Saturday 29 August 2020

The Swinging Cheerleaders (1974)

 

Director: Jack Hill

Screenplay: Jack Hill (as Jane Witherspoon) and David Kidd (as Betty Conklin)

Cast: Jo Johnston as Kate; Cheryl Smith as Andrea; Colleen Camp as Mary Ann; Rosanne Katon as Lisa; Ron Hajak as Buck; Ric Carrott as Ross; Jason Sommers as Prof. Thorpe; Ian Sander as Ron; George Wallace as Mr. Putnam; Jack Denton as Coach Turner

Ephemeral Waves

 

Oh my cod, my cod!

The Swinging Cheerleaders is not a good film. Actually, it is an insanely dated and dull production, not quite a sexploitation production, not quite action either. Not really much of a high school football narrative either, though that makes up a huge part of the production and initially promises a bit with the zoom in on a sports stadium and a montage at the beginning of the movie. I say all this as a fan of Spider Baby (1968), another early production by cult filmmaker Jack Hill, a really interesting pulpy horror film which threw back to the past by casting Lou Chaney Jr. in one of his last films alongside looking to the future. He is held in high regard for his blaxploitation films, iconic because of his casting of Pam Grier, but he is a journeyman director who worked in multiple genres, which means he has worked in many areas throughout his career that would be of interest. Sadly The Swinging Cheerleaders did not succeed.

It is a fascinating artefact in principal, as cheerleaders (whilst they exist outside the United States) are an inherently American pop culture concept which I grew up with in various forms since childhood but as an inherently alien concept. Note that, whilst male cheerleaders exists, it is usually always female cheerleaders that are depicted, where they can exist in multiple forms - as parodies, as tropes, as archetypes, as figures of the popular students in American high school, and as figures of sexual desire, the latter significant in this case.

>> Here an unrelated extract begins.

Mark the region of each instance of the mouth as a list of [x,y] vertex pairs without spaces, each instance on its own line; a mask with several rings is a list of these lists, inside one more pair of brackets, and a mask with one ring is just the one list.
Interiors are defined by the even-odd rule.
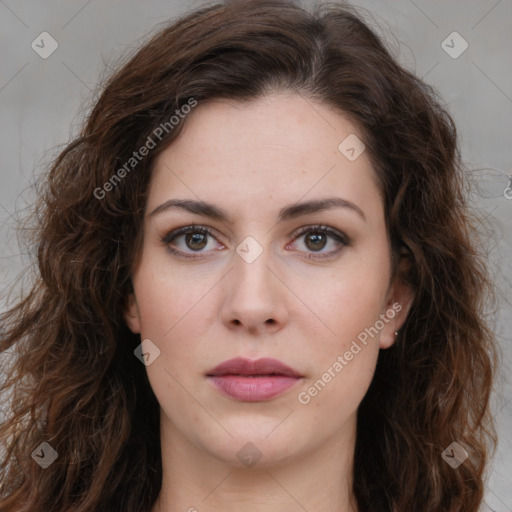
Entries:
[[206,377],[222,394],[243,402],[270,400],[299,382],[303,375],[277,359],[237,357],[210,370]]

Naturally, as a sexploitation film, the interest is in a female cast of sexy cheerleaders, even if by logic they are meant to be high school students and underage, thus adding a creepy edge.

The premise is that a liberal feminist plans to sneak into the team to write an expose, which will inevitably lead to her changing her mind about becoming part of the team. It actually feels like a plot from a 2000s Hollywood film, like when Miss Congeniality (2000) with Sandra Bullock was about the Miss America competition. Whilst there are attempts at giving the female cast some gumption and independence, it is noticeable that the female writers are actually pseudonyms for male one, and that they do not succeed entirely from creating fully formed female figures. There are definitely moments where they did not think through ideas or are absolutely of the time, such as when the feminist will suddenly want to have sex and romantically linked to the lead player, despite their first interaction with him asking her for sex on the introduction and coming off as a pig.

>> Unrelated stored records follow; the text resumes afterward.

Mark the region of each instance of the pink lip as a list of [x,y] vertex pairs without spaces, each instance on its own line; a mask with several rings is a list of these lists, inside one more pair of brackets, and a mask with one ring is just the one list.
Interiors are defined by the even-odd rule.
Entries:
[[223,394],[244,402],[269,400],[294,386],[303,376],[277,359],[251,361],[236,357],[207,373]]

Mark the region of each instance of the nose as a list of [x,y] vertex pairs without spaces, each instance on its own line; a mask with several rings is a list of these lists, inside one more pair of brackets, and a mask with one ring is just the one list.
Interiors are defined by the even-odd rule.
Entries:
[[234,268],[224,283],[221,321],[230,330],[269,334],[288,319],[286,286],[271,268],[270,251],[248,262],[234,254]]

The men in general are pigs here. It is a plot-based one at times - as there is illegal fixing of games for gambling among the teachers - but there is also a lot of scuzziness played for humour. The coach is a horn dog perving on young woman, making up a lot of this, whilst the lead player comes off first as utterly unlikable in the modern day despite the later attempts to write him off as much more sympathetic. The lead female character's initial boyfriend, a liberal left winger, adds an odd reactionary slant as he comes off as a spineless deviant the more you learn of him, beaten up by the police in protests but here, when his girlfriend leaves him, showing himself to be a rat. Even the one likable character of the main cast, an African American maths teacher ("I want you to take your mind off permutations") is sleeping with one of the students, regardless of the fact that he has a change of heart of helping with the gambling when a moral pass is approaching that he refuses to break. Married, there is a really lurid sequence, one of the only few explicit ones in the film, where his wife, a really striking and deep voiced older woman, threatens his young girlfriend with a flick knife in a school corridor.

Much of the film, beyond this, drags on. The set decorator was having fun - peacock feathers, skeleton in a cheerleader outfit and seventies posters, all in one scene - but this is as conventionally put together as you can get with an exceptionally glacial pace. It realty is not that explicit in the sex either, as whilst it has some topless nudity, making it quite a quaint film. Even when it starts to get ahead, the tone is so cheerful that the one scene of note, a tumble between corrupt campus cops and the football players, should have shown that the film should have moved closer to the football and more pacey hijinks, completely ditching the sex appeal and becoming a more family friendly farce. Instead, the film is so quaint that, not only does it feel dull, but also skips over a lot of problematic content blithely. The film casually skips over what is effectively a gang rape in the plot line for one of the biggest examples of this, where a female cheerleader wishes to lose her virginity and accidentally encounters the male liberal rat, the content implied and never shown, but The Swinging Cheerleaders just casually dropping the event with the characters merely seeing that she now has a hangover and her love interest just beating the other male character up.

Even without this scene, that light tone is still dull. This fully embraces one of my biggest grievances when films stick adamantly to their plot without extra flair even if said plot is generic. So much that, honestly, this last paragraph is going to be this short and end here as there is not a lot I personally found of interest in this film.